Wednesday, February 4, 2009

Rock Paper Scissors Lizard Spock

I am quite the fan of rock paper scissors. Usually the attraction of playing rock paper scissors is that the outcome is viewed as random. Random is here taken to mean that all outcomes have equal probability. Because there is no obvious advantage to choosing say rock over scissors we assume that the choice between these elements is done at random in which case the game really does provide a random decision process. But suppose that the entities playing the game are not capable of truly random behavior (e.g. they are human) in which case there is now an incentive to try and predict what the action of your opponent is going to be. Especially if you are playing a game of RPS such that the victor is decided by the best two out of three or the best three out of five. Because then you have the data of what happened on the previous play which will give you an extra boost to decide what to do now. I once heard of a computer program that was written to analyze the probability distribution of the behavior of human opponents in a game of RPS and after a little while of observing the human player playing the computer opponent was able to beat the human player somewhere around 60-70% of the time.

I have been thinking rather a lot lately about different methods by which it might be profitable to do behavior prediction of agents playing games. The paper rock scissors type game seems to be a rather simple and interesting type of testing grounds on which i could try to test my methods of strategy analysis. Today I stumbled upon a game called Rock Paper Scissors Lizard Spock which is a simple generalization of the idea of a RPS type game

http://www.samkass.com/theories/RPSSL.html

In RPS we are using a directed version of the complete graph on 3 elements k3, which is just a triangle. The win loss relationships in RPSSL are more complicated because we are using k5 instead which is now more than just a loop. We can make a further generalization of this type of game by using the complete graph on n nodes kn and then randomly choosing a direction for each of the connections between the nodes denoting which node wins in a contest of the two. While admittedly this doesn't make for very interesting humanly playable games it does provide a convenient way to generate a large field for testing ideas for strategy prediction.

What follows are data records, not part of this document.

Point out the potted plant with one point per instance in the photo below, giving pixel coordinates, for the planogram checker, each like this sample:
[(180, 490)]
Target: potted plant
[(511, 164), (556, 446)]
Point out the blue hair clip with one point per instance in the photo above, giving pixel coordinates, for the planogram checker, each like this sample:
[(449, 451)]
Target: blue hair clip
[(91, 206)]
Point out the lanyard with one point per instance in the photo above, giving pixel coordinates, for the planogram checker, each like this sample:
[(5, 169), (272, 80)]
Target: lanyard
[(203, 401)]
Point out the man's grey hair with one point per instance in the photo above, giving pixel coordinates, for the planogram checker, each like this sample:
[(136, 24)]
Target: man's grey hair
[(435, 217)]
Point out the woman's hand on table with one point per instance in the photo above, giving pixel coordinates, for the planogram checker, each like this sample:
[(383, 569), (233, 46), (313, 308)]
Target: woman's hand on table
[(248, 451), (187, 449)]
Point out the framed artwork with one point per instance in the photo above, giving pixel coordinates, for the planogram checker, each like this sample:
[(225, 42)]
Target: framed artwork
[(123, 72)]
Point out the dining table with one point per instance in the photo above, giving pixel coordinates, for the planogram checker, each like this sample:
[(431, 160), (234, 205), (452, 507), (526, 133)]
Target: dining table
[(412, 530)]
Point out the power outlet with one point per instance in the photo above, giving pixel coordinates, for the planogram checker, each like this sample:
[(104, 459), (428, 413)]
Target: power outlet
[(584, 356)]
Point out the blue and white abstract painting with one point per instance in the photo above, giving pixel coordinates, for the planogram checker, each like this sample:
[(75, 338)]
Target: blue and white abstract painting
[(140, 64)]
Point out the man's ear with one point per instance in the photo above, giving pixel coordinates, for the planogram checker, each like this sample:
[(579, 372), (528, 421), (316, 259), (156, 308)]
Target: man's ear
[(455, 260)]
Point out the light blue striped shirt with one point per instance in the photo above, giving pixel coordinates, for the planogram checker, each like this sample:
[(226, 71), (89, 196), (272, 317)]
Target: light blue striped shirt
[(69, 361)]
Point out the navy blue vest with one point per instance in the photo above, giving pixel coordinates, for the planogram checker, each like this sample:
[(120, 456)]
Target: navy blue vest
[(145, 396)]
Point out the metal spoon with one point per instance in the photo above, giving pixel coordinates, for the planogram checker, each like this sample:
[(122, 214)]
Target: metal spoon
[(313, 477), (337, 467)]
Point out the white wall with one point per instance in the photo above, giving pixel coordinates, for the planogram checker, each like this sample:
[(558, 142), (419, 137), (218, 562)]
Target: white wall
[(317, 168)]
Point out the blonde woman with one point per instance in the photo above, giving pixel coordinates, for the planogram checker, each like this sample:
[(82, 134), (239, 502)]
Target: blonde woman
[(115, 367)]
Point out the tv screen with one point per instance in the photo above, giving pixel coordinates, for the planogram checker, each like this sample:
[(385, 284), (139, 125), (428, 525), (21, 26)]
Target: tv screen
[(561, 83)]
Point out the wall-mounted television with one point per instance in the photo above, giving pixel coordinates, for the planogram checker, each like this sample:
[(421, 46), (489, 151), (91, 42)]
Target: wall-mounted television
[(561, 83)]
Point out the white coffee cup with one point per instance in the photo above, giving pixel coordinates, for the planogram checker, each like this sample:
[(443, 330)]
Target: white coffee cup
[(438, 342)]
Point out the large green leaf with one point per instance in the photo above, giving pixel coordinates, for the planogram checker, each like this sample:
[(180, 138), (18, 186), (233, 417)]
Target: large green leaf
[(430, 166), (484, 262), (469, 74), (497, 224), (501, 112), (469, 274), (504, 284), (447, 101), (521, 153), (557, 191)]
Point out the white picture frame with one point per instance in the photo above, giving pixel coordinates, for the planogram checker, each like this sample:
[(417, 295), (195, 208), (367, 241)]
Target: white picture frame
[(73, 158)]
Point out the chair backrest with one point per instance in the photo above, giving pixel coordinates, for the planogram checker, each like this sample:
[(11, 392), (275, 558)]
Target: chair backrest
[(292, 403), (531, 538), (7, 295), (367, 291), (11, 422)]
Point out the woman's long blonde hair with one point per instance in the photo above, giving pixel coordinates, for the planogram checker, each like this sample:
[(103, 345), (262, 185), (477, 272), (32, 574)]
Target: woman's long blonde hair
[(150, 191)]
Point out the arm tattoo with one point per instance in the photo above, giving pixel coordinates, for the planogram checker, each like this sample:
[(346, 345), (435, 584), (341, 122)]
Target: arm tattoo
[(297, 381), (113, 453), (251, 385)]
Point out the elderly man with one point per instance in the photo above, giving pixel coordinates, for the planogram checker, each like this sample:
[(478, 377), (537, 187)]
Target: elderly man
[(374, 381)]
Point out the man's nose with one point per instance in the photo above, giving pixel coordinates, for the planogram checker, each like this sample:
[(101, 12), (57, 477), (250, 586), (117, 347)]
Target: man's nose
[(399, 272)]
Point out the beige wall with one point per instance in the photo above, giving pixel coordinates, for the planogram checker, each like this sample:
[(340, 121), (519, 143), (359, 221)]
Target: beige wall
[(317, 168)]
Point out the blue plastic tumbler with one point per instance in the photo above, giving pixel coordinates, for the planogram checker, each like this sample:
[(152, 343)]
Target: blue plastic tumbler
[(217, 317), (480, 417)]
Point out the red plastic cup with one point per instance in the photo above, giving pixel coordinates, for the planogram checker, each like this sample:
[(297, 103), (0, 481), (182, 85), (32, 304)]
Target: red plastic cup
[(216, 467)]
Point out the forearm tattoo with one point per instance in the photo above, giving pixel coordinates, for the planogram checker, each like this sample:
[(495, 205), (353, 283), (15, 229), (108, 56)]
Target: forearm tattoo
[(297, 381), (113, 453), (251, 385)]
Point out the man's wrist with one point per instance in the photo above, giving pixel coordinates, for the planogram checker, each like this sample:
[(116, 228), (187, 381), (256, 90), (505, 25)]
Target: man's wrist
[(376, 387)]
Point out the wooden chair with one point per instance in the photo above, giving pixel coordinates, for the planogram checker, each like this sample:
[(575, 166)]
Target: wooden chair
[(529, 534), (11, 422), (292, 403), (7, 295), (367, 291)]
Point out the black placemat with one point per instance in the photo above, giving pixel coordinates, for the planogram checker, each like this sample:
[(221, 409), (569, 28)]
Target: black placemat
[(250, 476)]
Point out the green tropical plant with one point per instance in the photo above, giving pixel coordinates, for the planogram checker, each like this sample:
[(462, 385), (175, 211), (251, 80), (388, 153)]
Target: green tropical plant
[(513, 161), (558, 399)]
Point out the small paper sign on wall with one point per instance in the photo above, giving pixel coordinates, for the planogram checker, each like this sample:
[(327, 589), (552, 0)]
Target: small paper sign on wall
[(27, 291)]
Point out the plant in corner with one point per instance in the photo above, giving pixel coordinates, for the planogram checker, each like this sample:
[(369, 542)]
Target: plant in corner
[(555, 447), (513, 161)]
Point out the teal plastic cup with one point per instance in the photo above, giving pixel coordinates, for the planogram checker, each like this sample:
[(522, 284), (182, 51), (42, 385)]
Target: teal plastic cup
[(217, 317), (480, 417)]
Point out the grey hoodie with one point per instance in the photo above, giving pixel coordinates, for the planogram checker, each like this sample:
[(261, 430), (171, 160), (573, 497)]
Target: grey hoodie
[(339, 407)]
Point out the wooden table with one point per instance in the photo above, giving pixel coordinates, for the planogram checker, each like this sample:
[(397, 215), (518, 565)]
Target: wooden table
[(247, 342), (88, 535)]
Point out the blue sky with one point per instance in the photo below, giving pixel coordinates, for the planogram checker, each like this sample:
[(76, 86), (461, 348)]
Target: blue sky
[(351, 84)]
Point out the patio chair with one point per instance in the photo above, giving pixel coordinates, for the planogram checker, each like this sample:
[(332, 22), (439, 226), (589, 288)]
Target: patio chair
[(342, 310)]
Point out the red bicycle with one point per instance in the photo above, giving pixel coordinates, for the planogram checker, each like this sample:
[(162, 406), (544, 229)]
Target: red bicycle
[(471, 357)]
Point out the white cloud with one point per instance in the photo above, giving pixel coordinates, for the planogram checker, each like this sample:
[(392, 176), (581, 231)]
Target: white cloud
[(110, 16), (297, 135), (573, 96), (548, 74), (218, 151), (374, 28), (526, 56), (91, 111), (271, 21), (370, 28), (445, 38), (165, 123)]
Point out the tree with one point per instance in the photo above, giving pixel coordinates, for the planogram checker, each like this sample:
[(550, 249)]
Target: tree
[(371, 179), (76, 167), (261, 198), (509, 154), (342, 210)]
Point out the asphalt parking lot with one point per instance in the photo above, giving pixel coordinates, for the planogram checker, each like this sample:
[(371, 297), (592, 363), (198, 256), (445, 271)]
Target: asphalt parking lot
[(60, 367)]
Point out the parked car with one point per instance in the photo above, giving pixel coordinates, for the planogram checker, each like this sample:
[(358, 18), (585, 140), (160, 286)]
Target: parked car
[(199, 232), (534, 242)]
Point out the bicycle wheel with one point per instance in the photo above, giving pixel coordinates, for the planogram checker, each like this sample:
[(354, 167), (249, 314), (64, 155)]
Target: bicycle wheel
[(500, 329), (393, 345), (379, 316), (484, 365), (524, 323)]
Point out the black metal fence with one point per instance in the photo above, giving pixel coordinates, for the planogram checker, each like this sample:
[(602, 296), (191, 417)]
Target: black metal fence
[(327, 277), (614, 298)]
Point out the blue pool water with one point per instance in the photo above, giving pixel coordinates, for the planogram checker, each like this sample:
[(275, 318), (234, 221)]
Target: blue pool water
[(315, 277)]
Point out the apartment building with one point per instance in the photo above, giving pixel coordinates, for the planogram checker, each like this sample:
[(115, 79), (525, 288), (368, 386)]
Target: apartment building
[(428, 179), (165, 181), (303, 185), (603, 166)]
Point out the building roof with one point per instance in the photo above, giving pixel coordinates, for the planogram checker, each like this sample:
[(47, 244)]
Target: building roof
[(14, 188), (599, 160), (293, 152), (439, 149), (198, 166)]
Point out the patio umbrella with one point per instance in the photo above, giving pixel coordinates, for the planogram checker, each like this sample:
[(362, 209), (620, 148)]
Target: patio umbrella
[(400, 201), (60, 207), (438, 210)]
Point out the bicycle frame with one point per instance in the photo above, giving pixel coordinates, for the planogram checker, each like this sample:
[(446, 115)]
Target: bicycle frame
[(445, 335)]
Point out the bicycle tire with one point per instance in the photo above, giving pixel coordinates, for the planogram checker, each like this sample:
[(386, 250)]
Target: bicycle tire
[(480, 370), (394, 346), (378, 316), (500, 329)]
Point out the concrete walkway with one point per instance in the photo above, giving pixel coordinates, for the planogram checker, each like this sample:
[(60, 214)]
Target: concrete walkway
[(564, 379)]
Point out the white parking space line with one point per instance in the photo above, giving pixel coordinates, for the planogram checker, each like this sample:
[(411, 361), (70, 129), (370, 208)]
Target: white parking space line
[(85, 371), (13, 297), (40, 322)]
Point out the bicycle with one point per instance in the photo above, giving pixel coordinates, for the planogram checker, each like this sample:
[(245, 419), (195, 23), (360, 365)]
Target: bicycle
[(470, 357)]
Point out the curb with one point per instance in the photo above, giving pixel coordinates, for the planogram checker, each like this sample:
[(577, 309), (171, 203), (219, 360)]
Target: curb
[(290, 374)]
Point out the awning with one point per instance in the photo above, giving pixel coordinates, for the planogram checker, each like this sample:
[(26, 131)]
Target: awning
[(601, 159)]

The method used in the aforementioned RPS playing computer program was Markov chaining. Which basically means the program would just look at the last couple of plays of the human player and take them to be the indicator of what they would do next. The program analyzes the probabilities of the human player and then just does what the probabilities suggests it should. For a human player playing RPS this works well. Part of the reason for this is that the state space for RPS is small. Meaning that the previous play combinations have only a relatively small total number of possibilities. There are 9 possibilities of play at each step in the game meaning that if we want to try and get decent probabilities based on a one step Markov chain we only need to observe behavior for perhaps a couple dozen turns. Of course a branching factor of 9 is still fairly large and no human player is going to play the computer long enough to make the 5 depth probabilities accurate with 95 = 59049 But that is probably not likely I think the 1 depth probabilities would give decent performance and 2 depth probabilities better. Even 3 depth probabilities with 93 = 729 are certainly within reach for long games. Since I am interested primarily in being able to beat other computers and not other humans though even depth 8 or 9 Markov chains are not out of reach computationally. I would be willing to hypothesize that computers playing against other computers with the same sort of Markov models would generally tend to end up tying each other. I think it would be an interesting exercise to code up such generalized RPS games and pit different prediction strategies against one another. I'll post if it ever gets done.